O conceito de economia circular se encaixa na frase de Lavoisier: “na natureza nada se cria, nada se perde, tudo se transforma”. Para continuarmos no planeta, produzindo de forma sustentável, precisamos aprender a trabalhar com os recursos naturais de acordo com o modelo da mãe natureza, ou seja, reaproveitando e não descartando.

Esta nova concepção de economia não é direcionada apenas para as indústrias, pois também deve ser adotada pelos diferentes ramos de empresas: comércio, restaurante, turismo, educação, entre outros. Todas as atividades produtivas do planeta, assim como os seres humanos, formam uma cadeia, estando todos conectados.

A grande divulgadora desta modalidade de economia pelo mundo é a Fundação Ellen MacArthur. Ellen é uma velejadora britânica que em suas viagens solitárias pelo globo se sensibilizou com o quanto os recursos naturais são escassos. Por isso, decidiu criar uma fundação com seu próprio nome.

A intenção deste artigo é explicar o que é economia circular e mostrar exemplos de empresas de reputação que adotaram este novo modelo de produzir e oferecer serviços de maneira sustentável. Acompanhe!

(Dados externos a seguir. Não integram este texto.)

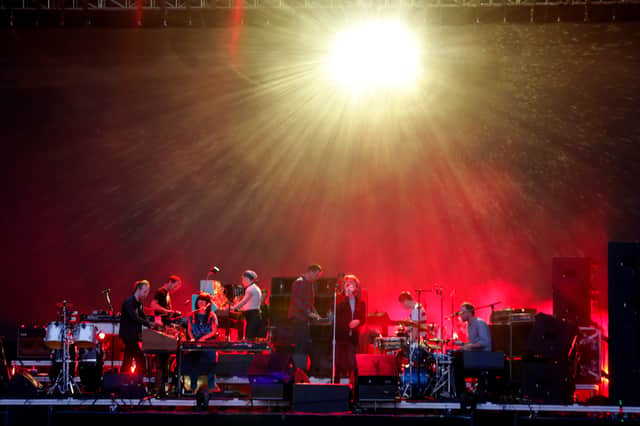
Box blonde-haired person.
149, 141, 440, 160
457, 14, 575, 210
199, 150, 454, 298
336, 274, 367, 378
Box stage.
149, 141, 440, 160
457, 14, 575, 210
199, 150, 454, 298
0, 398, 640, 426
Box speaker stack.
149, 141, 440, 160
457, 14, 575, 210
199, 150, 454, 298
609, 242, 640, 405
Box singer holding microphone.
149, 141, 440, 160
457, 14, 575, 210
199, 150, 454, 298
336, 274, 367, 378
183, 292, 218, 393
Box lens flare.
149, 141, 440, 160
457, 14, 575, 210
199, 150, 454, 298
328, 20, 422, 92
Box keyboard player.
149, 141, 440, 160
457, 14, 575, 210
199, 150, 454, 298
183, 292, 218, 392
119, 280, 157, 375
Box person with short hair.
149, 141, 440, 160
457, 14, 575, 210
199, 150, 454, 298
183, 292, 218, 392
151, 275, 182, 325
118, 280, 154, 375
151, 275, 182, 395
231, 270, 262, 339
460, 302, 491, 351
336, 274, 367, 378
288, 264, 322, 370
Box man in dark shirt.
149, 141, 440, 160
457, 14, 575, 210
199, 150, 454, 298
151, 275, 182, 325
119, 280, 152, 374
151, 275, 182, 395
289, 264, 322, 370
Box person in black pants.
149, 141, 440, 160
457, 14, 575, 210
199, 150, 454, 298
231, 270, 262, 339
288, 264, 322, 370
336, 275, 367, 378
118, 280, 155, 375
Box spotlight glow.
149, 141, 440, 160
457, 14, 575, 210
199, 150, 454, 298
328, 20, 422, 92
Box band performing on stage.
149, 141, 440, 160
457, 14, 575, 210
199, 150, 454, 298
8, 264, 604, 408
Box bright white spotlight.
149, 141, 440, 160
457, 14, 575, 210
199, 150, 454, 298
328, 20, 422, 92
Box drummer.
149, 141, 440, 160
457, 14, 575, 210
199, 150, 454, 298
398, 291, 427, 342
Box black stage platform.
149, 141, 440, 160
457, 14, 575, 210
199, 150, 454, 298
0, 398, 640, 426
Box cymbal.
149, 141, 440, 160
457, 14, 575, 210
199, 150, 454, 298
396, 320, 436, 330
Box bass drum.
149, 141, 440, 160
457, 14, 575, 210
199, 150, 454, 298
409, 343, 433, 365
78, 345, 104, 393
44, 321, 64, 350
400, 367, 431, 398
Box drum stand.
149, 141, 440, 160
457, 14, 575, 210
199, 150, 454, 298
431, 359, 455, 398
48, 300, 80, 395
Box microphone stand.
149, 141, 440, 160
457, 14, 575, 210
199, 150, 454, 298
104, 289, 116, 373
409, 289, 431, 397
331, 285, 338, 384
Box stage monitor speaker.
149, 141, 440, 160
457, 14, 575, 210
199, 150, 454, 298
489, 321, 535, 357
216, 352, 255, 377
354, 354, 398, 401
462, 351, 504, 371
103, 373, 147, 398
551, 257, 591, 326
247, 353, 295, 400
525, 313, 578, 363
7, 371, 43, 397
17, 325, 50, 360
522, 361, 575, 404
291, 384, 351, 413
609, 242, 640, 405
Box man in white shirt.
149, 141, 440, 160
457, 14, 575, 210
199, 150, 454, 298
231, 270, 262, 339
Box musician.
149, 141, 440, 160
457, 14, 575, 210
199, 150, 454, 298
151, 275, 182, 325
258, 288, 271, 339
151, 275, 182, 395
118, 280, 155, 375
453, 302, 491, 399
460, 303, 491, 352
288, 264, 322, 370
184, 292, 218, 392
336, 274, 366, 377
398, 291, 427, 341
231, 270, 262, 339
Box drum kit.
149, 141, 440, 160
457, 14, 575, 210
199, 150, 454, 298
44, 300, 103, 395
375, 321, 455, 399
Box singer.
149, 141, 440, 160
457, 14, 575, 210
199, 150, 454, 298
336, 275, 367, 378
231, 270, 262, 339
184, 292, 218, 392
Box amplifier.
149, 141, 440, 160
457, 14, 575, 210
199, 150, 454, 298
17, 325, 49, 360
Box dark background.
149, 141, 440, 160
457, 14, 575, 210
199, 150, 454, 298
0, 21, 640, 338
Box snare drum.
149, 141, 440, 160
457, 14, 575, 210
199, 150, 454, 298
73, 322, 97, 348
375, 337, 407, 352
400, 367, 431, 398
409, 343, 432, 364
44, 321, 64, 350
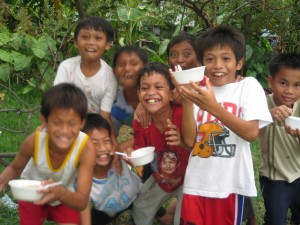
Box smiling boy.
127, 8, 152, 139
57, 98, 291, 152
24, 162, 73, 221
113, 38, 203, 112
180, 25, 272, 225
54, 17, 117, 145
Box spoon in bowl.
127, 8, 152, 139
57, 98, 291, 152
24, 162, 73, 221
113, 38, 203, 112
39, 181, 62, 190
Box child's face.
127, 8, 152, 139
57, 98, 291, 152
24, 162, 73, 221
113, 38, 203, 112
268, 67, 300, 107
114, 52, 144, 89
74, 29, 111, 61
168, 41, 200, 70
41, 109, 84, 153
138, 73, 172, 113
203, 45, 243, 87
88, 129, 113, 166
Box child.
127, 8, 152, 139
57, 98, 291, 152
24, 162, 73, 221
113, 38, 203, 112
259, 53, 300, 225
81, 113, 141, 225
0, 83, 95, 225
180, 25, 272, 225
111, 45, 176, 225
129, 63, 196, 225
54, 17, 117, 145
111, 45, 148, 151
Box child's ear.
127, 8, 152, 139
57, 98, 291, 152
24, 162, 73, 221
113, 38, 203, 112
170, 88, 176, 102
268, 76, 273, 90
104, 41, 112, 51
80, 119, 86, 130
136, 90, 141, 101
73, 39, 78, 48
236, 58, 245, 70
40, 114, 47, 127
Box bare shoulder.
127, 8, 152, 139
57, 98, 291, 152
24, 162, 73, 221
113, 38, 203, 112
79, 139, 96, 162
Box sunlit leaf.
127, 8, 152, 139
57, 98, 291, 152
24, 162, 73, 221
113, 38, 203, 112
0, 63, 10, 82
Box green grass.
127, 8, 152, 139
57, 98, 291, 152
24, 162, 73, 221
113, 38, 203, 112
0, 87, 264, 225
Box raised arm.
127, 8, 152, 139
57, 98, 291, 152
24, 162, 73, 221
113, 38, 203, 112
0, 133, 35, 192
181, 79, 259, 142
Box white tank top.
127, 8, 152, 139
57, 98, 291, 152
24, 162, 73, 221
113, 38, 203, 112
21, 130, 88, 205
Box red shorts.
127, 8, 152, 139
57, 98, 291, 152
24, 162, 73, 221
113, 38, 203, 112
18, 201, 80, 225
180, 194, 244, 225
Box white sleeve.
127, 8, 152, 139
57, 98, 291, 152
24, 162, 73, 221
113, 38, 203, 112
243, 77, 273, 128
100, 74, 117, 113
53, 62, 68, 85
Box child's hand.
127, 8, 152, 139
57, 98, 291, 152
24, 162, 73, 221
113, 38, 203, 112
285, 126, 300, 140
134, 103, 151, 128
33, 179, 66, 205
270, 105, 293, 122
165, 119, 181, 146
180, 78, 220, 114
169, 67, 192, 104
109, 146, 123, 176
122, 148, 134, 167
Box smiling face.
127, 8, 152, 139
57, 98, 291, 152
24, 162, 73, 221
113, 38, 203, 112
74, 29, 111, 61
268, 67, 300, 108
114, 52, 144, 89
203, 45, 243, 87
138, 72, 172, 113
168, 41, 200, 70
88, 129, 113, 167
41, 109, 84, 154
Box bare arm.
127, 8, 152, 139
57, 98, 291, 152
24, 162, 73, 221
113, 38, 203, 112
181, 80, 259, 142
169, 70, 197, 149
80, 204, 91, 225
100, 111, 118, 148
134, 103, 151, 128
0, 133, 35, 192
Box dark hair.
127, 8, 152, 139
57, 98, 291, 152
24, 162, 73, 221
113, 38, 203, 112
198, 25, 246, 64
112, 45, 148, 68
74, 16, 114, 42
41, 83, 88, 120
82, 113, 111, 135
167, 32, 199, 60
137, 62, 175, 90
269, 53, 300, 77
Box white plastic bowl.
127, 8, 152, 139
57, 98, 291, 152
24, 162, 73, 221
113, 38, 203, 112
129, 146, 155, 166
285, 116, 300, 130
8, 179, 43, 202
173, 66, 205, 84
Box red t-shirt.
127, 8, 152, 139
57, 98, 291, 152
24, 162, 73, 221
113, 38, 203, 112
132, 105, 190, 192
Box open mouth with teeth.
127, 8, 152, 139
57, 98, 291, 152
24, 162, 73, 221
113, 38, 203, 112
146, 98, 160, 104
213, 73, 225, 77
86, 48, 96, 52
123, 74, 133, 80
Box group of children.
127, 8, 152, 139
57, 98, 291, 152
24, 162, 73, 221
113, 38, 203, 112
0, 17, 300, 225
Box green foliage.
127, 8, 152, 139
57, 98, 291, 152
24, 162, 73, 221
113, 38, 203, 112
0, 1, 76, 94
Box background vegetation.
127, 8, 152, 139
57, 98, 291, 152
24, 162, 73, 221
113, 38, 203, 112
0, 0, 300, 224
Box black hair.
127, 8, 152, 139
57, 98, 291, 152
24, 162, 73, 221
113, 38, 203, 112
198, 25, 246, 65
41, 83, 88, 120
269, 53, 300, 77
167, 32, 199, 60
74, 16, 115, 42
82, 113, 111, 135
137, 62, 175, 90
112, 45, 148, 68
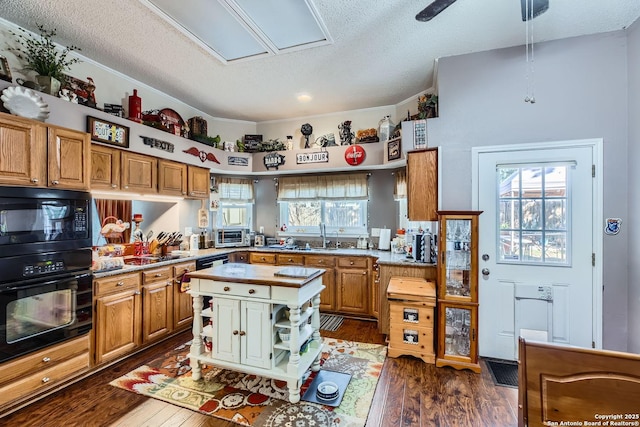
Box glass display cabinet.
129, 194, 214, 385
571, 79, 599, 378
436, 211, 482, 372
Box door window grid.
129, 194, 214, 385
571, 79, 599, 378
496, 164, 571, 265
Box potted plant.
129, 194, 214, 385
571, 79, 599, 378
10, 24, 81, 96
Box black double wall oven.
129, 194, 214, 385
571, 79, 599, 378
0, 187, 93, 363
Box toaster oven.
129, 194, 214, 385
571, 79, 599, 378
214, 228, 249, 248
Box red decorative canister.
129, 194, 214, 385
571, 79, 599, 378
129, 89, 142, 123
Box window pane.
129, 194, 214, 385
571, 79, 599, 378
324, 201, 364, 227
283, 201, 320, 227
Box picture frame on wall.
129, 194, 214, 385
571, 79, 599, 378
87, 116, 129, 148
0, 55, 13, 82
387, 138, 402, 161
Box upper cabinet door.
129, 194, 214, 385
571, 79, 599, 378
122, 151, 158, 194
407, 148, 438, 221
158, 159, 187, 197
47, 126, 91, 190
0, 113, 47, 187
91, 144, 121, 190
187, 165, 211, 199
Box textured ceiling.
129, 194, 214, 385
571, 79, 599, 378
0, 0, 640, 121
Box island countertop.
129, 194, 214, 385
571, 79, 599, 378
189, 263, 325, 288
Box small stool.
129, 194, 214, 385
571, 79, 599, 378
387, 277, 436, 363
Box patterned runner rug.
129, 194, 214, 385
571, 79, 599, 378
110, 338, 387, 427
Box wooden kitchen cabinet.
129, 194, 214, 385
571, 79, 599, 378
187, 165, 211, 199
91, 144, 122, 191
0, 335, 89, 413
407, 148, 438, 221
93, 273, 142, 364
436, 211, 482, 372
304, 255, 336, 312
378, 263, 437, 335
121, 150, 158, 194
158, 159, 187, 197
173, 261, 196, 330
336, 257, 371, 316
0, 113, 90, 190
142, 266, 173, 343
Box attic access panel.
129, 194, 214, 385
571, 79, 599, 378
140, 0, 332, 63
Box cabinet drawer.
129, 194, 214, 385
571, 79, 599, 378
389, 301, 435, 328
0, 335, 89, 390
304, 255, 336, 267
142, 266, 173, 285
0, 352, 89, 405
94, 273, 140, 296
249, 252, 276, 264
276, 254, 304, 265
389, 323, 434, 354
338, 257, 369, 268
199, 280, 271, 298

Empresas que adotaram a economia circular

Conheça alguns parceiros da fundação Ellen MacArthur e entenda como adotaram a economia circular em seus processos.

Coca-Cola

A Coca-Cola se uniu com a Verallia (multinacional especialista em fabricação de vidros) para derreter suas garrafas e obter outras novas, atingindo 100% do reaproveitamento do produto.

Unilever

A Unilever alterou a fórmula de seu sabão em pó, possibilitando a redução na dosagem recomendada, não alterando, contudo, o desempenho do produto. A partir disso, passou a economizar embalagem, energia na produção e transporte para entrega da mercadoria. Ou seja, com apenas uma estratégia ela promoveu uma cadeia de economia dentro da empresa.

Philips

A Philips lançou uma nova modalidade de negócio que se chama iluminação inteligente. O cliente adquire lâmpadas Leds de longa duração e a Philips mantém a propriedade dos materiais e oferece o serviço para prolongar a vida útil e o desempenho dos produtos.

Apple

A Apple, atualmente, trabalha com a fundação Ellen MacArthur, no entanto, já praticava a economia circular antes mesmo desta iniciativa ter sido criada, quando por meio do programa Apple Renew disponibiliza descontos para os clientes que entregam os aparelhos usados no momento de uma nova compra.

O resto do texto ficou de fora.